A year after inaugurating its range of small AI models (SLM)Phi‑3 and two months after inaugurating generation 4 with a multimodal SLM (Phi-4-Multimodal) and a tiny model ( Ph-4-min), Microsoft announces three new variants of its latest generation SLM: Phi‑4‑reasoning, Phi‑4‑reasoning‑plus etPhi‑4‑mini‑reasoning.

Published on April 30, 2025, these “integrated reasoning” versions widen the open -weight offer of compact models intended for developers who must maintain a low latency while demanding a complex reasoning.

At the heart of Microsoft’s engineers’ approach to make your SLMs “reasoning”: based on fine supervision (SFT) from the reasoning channels from Openai O3 – Mini, and exploit a strengthening by strengthening (RL) for “more” declination. “”Thanks to distillation, strengthening learning and high quality data, these models reconcile size and performance“Explains Microsoft.

Small but gifted

And the results to the various main benchmarks on the market have something to make the competition pale: typically with only 14 billion parameters, Phi‑4‑reasoning Devance Deepseek – R1 -Distill -Llama – 70b (70 billion parameters) on the series likes 2025, MMLU -PRO or HUMANEVAL – Plus, and is approaching the complete Deepseek – R1 model (671 billion parameters)! The variant Phi-4-reasoning-plusaligned on the same 14 MD of parameters but trained with 1.5 times more tokens, borders on the scores of Openai O3 – Mini on Omnimath! For information, Phi‑4‑reasoning benefits from a classic 128,000 tokens contextual window which was extended to 256,000 tokens for the version Phi-4-reasoning-plus.
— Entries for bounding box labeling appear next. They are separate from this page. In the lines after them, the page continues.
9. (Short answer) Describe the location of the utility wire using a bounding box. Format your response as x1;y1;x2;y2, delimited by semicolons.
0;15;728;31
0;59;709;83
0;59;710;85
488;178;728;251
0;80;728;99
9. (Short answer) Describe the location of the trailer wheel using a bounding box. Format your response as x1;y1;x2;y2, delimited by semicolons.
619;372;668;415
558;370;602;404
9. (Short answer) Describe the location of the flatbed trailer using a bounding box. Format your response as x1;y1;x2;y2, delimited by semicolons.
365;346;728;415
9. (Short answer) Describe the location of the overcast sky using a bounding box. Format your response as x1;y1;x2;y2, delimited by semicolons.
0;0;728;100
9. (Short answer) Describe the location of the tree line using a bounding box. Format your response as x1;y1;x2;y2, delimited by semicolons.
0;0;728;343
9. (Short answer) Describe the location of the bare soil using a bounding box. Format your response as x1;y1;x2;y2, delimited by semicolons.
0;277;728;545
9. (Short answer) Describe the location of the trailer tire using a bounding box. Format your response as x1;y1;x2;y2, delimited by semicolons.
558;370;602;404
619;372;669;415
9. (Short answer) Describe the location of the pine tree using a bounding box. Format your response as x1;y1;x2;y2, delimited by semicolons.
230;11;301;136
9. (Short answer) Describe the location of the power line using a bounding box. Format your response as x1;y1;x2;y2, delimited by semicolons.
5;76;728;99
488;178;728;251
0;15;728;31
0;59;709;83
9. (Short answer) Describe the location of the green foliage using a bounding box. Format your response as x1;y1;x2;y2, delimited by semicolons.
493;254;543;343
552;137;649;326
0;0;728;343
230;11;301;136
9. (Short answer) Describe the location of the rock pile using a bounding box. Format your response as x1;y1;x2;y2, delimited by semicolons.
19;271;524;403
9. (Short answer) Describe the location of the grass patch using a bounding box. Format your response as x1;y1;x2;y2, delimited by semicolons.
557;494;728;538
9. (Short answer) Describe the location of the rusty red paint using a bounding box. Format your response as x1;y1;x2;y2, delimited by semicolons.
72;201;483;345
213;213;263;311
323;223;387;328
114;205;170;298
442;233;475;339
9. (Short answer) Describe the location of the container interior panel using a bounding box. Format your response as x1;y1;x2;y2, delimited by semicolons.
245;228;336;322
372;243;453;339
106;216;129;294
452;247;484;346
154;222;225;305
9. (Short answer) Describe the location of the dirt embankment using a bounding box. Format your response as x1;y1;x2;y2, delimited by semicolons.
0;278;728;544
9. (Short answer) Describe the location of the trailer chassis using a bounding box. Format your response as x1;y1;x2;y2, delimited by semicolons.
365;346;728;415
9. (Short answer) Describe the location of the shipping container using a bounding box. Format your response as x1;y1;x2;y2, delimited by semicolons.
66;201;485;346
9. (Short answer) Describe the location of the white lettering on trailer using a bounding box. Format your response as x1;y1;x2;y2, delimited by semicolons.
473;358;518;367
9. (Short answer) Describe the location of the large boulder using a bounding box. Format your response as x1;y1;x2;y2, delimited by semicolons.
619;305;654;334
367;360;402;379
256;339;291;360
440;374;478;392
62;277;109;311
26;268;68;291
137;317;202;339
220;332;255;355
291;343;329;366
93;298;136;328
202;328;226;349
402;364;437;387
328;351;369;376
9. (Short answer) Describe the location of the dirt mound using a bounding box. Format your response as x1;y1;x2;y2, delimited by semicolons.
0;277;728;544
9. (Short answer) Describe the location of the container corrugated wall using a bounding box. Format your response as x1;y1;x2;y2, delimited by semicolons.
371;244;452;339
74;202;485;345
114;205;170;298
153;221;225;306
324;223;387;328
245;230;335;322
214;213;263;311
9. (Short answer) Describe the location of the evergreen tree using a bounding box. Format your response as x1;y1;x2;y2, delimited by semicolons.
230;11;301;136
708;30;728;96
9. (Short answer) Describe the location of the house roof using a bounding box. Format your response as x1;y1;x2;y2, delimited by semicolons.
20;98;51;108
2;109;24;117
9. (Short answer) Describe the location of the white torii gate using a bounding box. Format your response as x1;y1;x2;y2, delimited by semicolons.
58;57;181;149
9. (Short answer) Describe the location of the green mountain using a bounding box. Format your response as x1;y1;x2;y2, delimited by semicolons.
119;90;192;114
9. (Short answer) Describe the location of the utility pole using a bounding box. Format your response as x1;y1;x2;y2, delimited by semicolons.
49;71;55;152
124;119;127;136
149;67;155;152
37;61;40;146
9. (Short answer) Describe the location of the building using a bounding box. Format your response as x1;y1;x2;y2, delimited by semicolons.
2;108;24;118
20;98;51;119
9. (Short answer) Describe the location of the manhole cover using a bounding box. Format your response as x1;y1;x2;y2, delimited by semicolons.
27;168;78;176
Designed for embedded, Phi‑4‑mini‑reasoning Displays 3.8 billion parameters, a synthetic game of one million mathematical problems generated by Deepseek -R1, and achieves the performance of O1 -MINI on Math – 500 while exceeding several models of 7 to 8 billion parameters.
With its most tiny size, this model are ideal for local execution, including on mobile terminals and to meet the needs of almost immediate response. It is particularly suitable for educational uses and local chatbots.

Models open to various uses

On the deployment side, the CIOs will find these models already optimized for Copilot+ PCs: the NPU “Phi Silica” variant is preloaded in memory and provides almost instantaneous periods, guaranteeing energy -efficient cohabitation with business applications. Windows APIs allow you to integrate the offline generation in Outlook or in internal tools.

On the safe level, Microsoft claims a pipeline aligned with its principles of responsibility – responsibility, equity, reliability, security and inclusion. The models undergo a post -training combining SFT, Direct Preference Optimization and RLHF from public and internal games oriented “Helpfulness/Harmlessness”. Microsoft also publishes the “cards” of its models which detail the residual limits and attenuation measures.

Available now on Azure Ai Foundry, Hugging Face and Github Models, the three models are published under the very permissive MIT license, opening the way to local inference as with hybrid cloud deployments. For security and architecture teams, this new generation of SLM offers a credible alternative to massive LLMs, with reduced TCO, local execution as in EDGE and increased data control. These models have been proof of the incredible progress made by SLM for a year and their astonishing potential in a universe in search of AI less expensive and more energy -fired in energy and resources.